In 1765 the Quartering Act was issued. The Quartering Act required colonial governments to organize housing, food, and supplies for the troops. Soldiers were sent to sleep in old warehouses and buildings, inns, and factories. Private homes were also used if other housing options weren't available (although that almost never was the case).
In 1765, the British parliament passed the Stamp Act. The Stamp Act was created with the sole purpose of generating revenue. It stated that 55 different types of documents (e.x. newspapers, contracts, playing cards, etc. (d)) must bear a special stamp, which had to be purchased from a British stamp office.
The Stamp Act was very unpopular among the colonies. In fact, it was so unpopular, that it was repealed in 1766 due to frequent protests and riots.
(A few other acts were passed during this time. A comprehensive timeline of all acts can be found in a link in the bibliography, however, these acts are not relevant to the background of the Boston Massacre. (d))
In 1767, the Townshend Acts were passed. The Townshend Acts consisted of five acts (more info (e)), four of which were passed in 1767, and one in 1768. Like the Stamp Act, the Townshend Acts were created with the goal of generating revenue.
The Townshend Acts placed a tax on items imported from Great Britain, such as glass, lead, paper, tea, and many others. The difference between the Townshend Acts and Stamp Act was that the Townshend Acts taxed colonists indirectly, whereas the Stamp Act required colonists to go to a stamping office and physically give money to a British official.
Despite a more subtle way of collecting taxes, colonists became very unrest with the Townshend Acts.
In 1768, the rest of the army started arriving at the American colonies. England's excuse to the public was that the colonists required protection from Indians or the recently occupied French colonies (in reality, the British wanted to evade paying their soldiers' pensions during its financial crisis). The soldiers were still used to keep riots under control, and to protect British officials living in the colonies.

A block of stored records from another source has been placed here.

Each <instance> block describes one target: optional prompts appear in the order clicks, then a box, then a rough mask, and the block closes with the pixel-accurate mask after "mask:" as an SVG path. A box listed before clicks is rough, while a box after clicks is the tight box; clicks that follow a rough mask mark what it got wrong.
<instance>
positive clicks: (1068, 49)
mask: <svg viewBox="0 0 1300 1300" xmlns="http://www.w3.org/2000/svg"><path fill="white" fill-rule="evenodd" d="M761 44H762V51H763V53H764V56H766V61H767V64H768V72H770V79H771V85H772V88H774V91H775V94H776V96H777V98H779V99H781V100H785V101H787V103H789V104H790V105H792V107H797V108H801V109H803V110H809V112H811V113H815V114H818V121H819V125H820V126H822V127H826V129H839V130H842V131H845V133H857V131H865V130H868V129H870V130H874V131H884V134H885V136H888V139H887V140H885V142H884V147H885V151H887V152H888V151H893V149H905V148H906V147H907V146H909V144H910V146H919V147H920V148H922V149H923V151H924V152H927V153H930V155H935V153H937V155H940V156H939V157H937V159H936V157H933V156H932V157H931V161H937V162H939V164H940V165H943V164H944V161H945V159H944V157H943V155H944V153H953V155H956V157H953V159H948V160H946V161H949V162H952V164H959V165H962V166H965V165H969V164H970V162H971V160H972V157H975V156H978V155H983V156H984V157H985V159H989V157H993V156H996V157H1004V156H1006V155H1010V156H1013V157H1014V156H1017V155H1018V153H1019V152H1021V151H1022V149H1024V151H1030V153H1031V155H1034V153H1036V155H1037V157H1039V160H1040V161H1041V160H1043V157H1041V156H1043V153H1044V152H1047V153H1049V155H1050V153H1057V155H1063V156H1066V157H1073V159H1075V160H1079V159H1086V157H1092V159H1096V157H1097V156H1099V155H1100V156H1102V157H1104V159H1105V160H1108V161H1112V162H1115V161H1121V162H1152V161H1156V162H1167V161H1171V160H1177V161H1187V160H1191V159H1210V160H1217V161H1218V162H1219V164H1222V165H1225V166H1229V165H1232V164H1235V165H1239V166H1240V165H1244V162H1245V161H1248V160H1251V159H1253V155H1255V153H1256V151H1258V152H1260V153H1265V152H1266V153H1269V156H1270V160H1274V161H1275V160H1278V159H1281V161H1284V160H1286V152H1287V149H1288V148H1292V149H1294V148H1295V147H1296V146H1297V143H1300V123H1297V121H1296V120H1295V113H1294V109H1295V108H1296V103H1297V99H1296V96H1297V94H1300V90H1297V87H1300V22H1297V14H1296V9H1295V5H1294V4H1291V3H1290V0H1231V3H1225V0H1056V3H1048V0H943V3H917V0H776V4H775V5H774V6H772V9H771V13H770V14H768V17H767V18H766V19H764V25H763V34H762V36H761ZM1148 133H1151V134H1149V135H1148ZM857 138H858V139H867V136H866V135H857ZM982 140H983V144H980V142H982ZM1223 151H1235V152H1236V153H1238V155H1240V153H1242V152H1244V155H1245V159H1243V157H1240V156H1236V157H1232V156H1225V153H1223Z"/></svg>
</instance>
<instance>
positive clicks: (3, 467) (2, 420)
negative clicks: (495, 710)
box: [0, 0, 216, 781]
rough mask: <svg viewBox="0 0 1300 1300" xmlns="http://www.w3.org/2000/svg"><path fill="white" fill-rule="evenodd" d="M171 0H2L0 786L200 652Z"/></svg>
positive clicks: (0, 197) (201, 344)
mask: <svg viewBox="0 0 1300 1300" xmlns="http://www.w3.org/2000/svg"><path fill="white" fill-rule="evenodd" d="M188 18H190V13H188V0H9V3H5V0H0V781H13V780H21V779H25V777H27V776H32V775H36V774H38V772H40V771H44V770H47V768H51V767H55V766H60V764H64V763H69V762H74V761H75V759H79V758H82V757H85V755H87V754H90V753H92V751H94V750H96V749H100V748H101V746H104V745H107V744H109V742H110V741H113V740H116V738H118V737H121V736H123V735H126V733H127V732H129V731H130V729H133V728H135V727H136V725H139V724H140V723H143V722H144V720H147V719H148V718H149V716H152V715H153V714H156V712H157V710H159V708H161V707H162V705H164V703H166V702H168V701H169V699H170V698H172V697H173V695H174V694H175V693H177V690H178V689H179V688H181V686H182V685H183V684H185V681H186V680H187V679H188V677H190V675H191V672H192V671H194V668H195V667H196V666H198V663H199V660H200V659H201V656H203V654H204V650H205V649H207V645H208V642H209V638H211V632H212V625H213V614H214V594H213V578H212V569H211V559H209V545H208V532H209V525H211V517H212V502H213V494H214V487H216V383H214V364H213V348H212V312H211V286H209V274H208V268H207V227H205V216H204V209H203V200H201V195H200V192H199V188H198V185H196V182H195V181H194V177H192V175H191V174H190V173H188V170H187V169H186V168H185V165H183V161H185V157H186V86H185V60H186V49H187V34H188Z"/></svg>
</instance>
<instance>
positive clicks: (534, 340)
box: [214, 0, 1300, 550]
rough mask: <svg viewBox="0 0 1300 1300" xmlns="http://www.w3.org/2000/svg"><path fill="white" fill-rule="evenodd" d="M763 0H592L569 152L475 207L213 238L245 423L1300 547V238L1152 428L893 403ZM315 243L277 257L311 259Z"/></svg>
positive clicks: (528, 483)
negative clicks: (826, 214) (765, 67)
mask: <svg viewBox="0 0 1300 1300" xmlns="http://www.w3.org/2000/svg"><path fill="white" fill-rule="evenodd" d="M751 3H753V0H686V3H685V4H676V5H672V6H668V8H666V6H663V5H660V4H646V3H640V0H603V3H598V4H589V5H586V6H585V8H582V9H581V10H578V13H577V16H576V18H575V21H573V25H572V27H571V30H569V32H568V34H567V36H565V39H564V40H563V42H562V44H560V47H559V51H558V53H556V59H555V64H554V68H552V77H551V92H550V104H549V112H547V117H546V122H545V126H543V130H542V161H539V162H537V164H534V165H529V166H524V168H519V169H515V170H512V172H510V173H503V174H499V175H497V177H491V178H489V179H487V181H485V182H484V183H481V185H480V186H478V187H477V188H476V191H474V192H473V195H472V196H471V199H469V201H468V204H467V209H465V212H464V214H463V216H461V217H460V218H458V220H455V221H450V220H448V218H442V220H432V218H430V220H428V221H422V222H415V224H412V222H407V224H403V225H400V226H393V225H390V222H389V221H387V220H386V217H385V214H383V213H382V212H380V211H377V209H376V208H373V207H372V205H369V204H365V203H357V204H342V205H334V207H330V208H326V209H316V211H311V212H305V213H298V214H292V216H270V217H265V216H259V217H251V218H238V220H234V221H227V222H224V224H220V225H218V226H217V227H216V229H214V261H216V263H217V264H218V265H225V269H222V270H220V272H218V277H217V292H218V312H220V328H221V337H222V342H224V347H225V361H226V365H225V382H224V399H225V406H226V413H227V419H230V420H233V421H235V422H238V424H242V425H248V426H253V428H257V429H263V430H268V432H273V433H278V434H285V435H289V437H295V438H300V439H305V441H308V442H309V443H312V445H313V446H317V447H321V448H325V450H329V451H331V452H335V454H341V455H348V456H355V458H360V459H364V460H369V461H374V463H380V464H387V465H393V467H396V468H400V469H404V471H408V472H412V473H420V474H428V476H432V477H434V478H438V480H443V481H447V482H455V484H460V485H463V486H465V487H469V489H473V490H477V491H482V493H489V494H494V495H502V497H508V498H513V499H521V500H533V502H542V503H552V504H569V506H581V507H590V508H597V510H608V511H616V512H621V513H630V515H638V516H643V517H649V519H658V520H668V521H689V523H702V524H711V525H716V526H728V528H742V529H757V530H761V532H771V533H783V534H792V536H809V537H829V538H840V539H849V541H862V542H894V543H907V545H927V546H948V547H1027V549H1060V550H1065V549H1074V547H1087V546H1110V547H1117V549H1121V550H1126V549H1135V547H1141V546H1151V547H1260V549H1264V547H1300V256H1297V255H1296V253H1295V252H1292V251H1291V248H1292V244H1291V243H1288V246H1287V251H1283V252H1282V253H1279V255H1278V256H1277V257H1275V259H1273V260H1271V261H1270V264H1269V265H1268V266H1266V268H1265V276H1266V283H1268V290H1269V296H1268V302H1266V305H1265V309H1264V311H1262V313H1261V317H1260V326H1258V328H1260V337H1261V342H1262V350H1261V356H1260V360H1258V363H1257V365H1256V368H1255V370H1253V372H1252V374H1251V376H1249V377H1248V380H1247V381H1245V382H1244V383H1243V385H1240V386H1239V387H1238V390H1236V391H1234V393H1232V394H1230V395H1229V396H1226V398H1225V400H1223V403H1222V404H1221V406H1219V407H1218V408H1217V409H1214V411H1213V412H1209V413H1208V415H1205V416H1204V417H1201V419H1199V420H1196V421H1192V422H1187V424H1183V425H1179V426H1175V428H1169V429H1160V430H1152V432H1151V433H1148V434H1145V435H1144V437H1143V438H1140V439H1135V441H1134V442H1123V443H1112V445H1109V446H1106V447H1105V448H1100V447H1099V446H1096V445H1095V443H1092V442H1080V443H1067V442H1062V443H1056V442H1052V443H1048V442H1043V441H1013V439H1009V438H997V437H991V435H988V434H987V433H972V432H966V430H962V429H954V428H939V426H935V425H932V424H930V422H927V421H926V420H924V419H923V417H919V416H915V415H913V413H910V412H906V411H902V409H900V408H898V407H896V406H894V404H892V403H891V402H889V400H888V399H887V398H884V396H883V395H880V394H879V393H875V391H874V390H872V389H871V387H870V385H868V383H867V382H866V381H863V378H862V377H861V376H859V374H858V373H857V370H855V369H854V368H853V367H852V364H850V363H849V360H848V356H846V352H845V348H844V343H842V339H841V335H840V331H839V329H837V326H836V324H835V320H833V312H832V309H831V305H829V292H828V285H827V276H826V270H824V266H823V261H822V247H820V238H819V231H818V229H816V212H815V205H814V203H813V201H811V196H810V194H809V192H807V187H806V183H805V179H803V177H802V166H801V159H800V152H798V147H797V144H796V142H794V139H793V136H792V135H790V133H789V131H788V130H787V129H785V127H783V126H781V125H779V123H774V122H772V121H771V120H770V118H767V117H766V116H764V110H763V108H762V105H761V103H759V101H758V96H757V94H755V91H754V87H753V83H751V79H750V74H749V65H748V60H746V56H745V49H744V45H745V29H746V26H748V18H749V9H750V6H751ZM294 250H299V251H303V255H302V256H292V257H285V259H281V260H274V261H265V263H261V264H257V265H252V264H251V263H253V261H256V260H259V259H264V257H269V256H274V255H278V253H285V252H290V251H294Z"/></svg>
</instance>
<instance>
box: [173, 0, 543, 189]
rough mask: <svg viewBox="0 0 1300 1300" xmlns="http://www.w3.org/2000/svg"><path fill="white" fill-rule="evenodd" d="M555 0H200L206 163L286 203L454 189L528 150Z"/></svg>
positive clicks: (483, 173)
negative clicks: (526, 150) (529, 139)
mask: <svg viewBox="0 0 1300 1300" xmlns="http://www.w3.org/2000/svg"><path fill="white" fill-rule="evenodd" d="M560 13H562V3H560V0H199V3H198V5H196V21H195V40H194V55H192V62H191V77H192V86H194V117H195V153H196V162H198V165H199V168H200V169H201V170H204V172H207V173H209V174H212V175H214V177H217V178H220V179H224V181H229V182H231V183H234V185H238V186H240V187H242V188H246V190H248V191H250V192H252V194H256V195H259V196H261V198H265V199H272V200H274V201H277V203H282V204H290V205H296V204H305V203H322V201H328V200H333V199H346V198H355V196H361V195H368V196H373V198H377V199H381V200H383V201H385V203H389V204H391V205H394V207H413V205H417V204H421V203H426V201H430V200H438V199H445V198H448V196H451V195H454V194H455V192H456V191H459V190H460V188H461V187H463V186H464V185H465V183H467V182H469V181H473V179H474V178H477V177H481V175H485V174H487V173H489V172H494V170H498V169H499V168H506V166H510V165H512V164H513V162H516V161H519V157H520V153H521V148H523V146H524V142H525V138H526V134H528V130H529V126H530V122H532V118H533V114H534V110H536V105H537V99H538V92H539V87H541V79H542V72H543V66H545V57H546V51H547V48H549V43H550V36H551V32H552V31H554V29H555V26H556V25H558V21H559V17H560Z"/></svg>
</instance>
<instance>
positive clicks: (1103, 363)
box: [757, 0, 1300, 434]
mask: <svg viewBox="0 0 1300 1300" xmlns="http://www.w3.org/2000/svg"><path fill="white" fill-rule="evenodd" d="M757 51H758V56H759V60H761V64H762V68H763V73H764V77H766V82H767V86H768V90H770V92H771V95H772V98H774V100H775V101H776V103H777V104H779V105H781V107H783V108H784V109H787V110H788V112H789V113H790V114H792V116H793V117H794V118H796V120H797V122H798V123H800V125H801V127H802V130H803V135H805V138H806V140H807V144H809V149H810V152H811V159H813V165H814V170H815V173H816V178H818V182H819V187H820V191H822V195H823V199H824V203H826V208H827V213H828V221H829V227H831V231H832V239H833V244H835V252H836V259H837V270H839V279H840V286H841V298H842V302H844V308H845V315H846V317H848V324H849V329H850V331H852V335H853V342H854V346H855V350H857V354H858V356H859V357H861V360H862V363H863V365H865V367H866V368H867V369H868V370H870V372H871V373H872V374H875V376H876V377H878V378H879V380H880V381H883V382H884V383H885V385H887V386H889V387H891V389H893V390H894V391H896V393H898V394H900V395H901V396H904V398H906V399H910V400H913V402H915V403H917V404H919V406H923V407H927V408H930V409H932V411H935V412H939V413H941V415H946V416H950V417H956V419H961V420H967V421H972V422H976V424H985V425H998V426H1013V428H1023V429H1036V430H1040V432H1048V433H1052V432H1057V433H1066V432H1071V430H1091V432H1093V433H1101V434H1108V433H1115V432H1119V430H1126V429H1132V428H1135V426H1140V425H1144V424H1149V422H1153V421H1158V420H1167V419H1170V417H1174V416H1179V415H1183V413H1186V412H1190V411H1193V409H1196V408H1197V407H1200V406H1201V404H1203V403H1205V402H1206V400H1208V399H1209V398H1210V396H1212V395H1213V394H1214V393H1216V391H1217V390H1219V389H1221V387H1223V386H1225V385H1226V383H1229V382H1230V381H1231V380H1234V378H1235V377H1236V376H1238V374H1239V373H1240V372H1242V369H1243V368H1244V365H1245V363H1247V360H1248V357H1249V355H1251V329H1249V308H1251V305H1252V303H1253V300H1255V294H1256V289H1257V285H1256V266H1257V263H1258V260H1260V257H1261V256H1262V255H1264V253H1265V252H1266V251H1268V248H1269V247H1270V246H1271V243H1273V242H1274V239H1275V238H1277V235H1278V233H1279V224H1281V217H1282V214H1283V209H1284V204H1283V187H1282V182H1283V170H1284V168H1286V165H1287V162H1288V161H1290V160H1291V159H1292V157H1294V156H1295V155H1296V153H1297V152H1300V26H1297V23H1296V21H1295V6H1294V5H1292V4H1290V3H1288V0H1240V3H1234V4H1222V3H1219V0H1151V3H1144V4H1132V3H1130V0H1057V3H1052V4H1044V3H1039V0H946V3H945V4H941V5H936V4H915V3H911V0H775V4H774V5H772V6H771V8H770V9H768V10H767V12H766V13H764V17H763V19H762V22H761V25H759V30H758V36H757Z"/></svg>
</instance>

Soon, the colonies became flooded with British troops (by 1770 every third person in Boston was a British soldier (f)).
While off duty, soldiers were allowed to assume part-time jobs. Conflicts often occurred between soldiers and unemployed Americans.
At this point, colonists were infuriated on multiple levels. The colonies had to pay taxes to a country that didn't represent their in Parliament, there were many, many soldiers roaming the streets of the cities, and, soldiers were taking jobs that would normally be taken by the colonists.
The Boston Massacre
The Boston Massacre occurred on the 5th of March, 1770, in front of the Custom House in Boston, Massachusetts.
It started when civilians started teasing soldiers. The situation escalated when more civilians gathered and started to through snowballs at the soldiers. The soldiers requested backup, and soon after, a fight ensued.
Two of the soldiers fired into the crowd. Three people died instantly, and two more died later of their injuries. Six other people were injured as a result of the shooting.
We recommend this short documentary by History.com to get a concept of what the Boston Massacre looked like.
The soldiers involved in the incident were put on trial. Only the two who had fired into the crowd were found guilty.
Paul Revere, a famous patriot of the American Revolution, witnessed the Boston Massacre first hand.